Assert.Fatal(minLifeTime - 0.5f * maxLifeScale * maxLifeVar > 0.0f, "Particle effect life time can be zero or negative");

/*
   where minFileTime = _emitterData.ParticleLifeBase.DefaultValue; -> 
   this is always 2 and therefore maxLifeScale * maxLifeVar must not be
   greater than 4
*/

However I am not sure why this is implemented like that.

#1
07/16/2009 (9:36 pm)
Ran into this problem tonight as well. We don't have the source code though, so we can't fix it.
#2
07/17/2009 (8:49 am)
This comment makes it pretty clear that the valid range must be < 4. Why is there an assert? Just clamp the darn thing down.
#3
07/17/2009 (9:05 am)
I added the comment - it is not in the original source. Still I do not understand why this was done this way.
#4
07/17/2009 (9:44 am)
Looking at the code a few lines above it:
float minLifeTime = lifeBase.DefaultValue;
for (int i = 0; i < lifeBase.Count; i++)
    minLifeTime = Math.Min(minLifeTime, lifeBase.GetKeyValue(i));
you can see the the minFileTime isn't always going to be the default (2.0) but can be less if there is at least one key with a lower value. However, it is prevented from ever being greater than that default, which is the problem.

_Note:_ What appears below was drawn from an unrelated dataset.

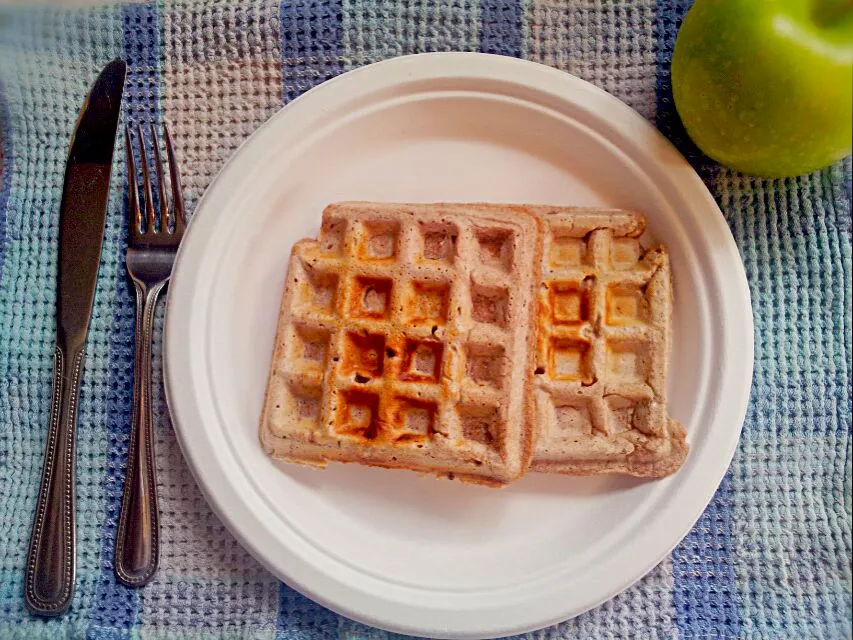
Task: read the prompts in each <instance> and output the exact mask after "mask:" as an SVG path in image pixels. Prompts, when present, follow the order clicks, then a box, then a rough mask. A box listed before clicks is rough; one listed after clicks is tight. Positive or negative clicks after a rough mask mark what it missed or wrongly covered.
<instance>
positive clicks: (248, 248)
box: [165, 54, 753, 637]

With the formula checked in the Assert, it basically is saying that the maxLifeVar (maximum value of all keys set for that; no lower than default of 0.0) must be no greater than double the minimum life base. So, the variance is the total range of variance, meaning a variance of 4 can be up to 2 greater than the base, or down to 2 less than the base.

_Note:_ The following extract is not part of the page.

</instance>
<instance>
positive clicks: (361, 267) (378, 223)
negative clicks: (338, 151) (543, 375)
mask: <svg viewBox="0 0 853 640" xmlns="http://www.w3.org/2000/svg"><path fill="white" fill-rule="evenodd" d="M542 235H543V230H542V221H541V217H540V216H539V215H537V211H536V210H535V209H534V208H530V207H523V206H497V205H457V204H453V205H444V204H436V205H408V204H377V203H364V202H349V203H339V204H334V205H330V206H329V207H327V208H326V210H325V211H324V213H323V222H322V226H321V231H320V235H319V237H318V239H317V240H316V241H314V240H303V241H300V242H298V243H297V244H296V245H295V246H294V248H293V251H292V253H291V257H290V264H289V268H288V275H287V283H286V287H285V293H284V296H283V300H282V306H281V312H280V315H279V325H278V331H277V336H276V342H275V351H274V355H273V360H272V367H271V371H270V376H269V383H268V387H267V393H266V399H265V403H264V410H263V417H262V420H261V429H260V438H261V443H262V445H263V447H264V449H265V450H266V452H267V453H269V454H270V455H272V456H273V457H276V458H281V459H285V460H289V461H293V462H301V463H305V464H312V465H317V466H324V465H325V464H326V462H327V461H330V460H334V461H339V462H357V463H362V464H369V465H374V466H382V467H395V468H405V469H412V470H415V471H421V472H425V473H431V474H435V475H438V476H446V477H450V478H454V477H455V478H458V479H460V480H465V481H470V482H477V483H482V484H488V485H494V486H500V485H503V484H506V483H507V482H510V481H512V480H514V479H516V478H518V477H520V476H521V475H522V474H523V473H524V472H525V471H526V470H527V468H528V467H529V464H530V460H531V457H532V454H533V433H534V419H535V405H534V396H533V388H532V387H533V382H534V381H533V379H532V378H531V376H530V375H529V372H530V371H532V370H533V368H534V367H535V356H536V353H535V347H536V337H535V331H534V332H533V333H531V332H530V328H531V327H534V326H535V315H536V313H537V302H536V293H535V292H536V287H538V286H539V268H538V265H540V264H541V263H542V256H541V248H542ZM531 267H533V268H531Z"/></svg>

For a fix, it seems to me that the default should only apply when there are no keys set for life base. After all, that's what default means. But when there is at least one key, min should only be the minimum of those keys and not take into account the default.

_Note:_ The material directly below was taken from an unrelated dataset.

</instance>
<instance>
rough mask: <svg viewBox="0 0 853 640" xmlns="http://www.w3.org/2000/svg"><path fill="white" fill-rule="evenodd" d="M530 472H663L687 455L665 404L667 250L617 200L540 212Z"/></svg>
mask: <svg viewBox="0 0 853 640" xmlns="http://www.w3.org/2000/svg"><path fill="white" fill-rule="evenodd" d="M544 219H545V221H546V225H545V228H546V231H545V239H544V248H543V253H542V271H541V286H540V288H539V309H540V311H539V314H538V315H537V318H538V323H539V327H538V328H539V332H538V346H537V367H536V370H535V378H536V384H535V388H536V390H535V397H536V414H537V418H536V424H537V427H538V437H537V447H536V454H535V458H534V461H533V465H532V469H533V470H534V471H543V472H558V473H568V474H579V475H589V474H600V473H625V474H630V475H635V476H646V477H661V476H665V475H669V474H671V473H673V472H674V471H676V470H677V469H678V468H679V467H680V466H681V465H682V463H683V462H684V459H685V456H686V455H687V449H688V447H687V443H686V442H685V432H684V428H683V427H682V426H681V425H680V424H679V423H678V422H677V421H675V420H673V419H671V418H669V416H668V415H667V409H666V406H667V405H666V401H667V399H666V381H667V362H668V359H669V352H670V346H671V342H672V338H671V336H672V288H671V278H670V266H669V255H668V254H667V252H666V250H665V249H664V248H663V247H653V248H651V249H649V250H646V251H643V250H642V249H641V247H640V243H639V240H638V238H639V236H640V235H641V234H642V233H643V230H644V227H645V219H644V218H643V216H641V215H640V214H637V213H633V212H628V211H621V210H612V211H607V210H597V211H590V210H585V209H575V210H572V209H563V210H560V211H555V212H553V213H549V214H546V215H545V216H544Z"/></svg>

So for those of you fortunate enough to have the source, something like this should work (replace the code I quoted above with this):
float minLifeTime;
if (lifeBase.Count == 0)
    minLifeTime = lifeBase.DefaultValue;
else
{
    minLifeTime = lifeBase.GetKeyValue(0);
    for (int i = 1; i < lifeBase.Count; i++)
        minLifeTime = Math.Min(minLifeTime, lifeBase.GetKeyValue(i));
}
I haven't actually tested this out, so if you try it, let us know if it works and it can be submitted as a bug fix. Also, it probably doesn't make sense for life base (minLifeTime) to be <= 0, so that could be checked for as well right after line #8, but since the original code allowed for that, I didn't bother.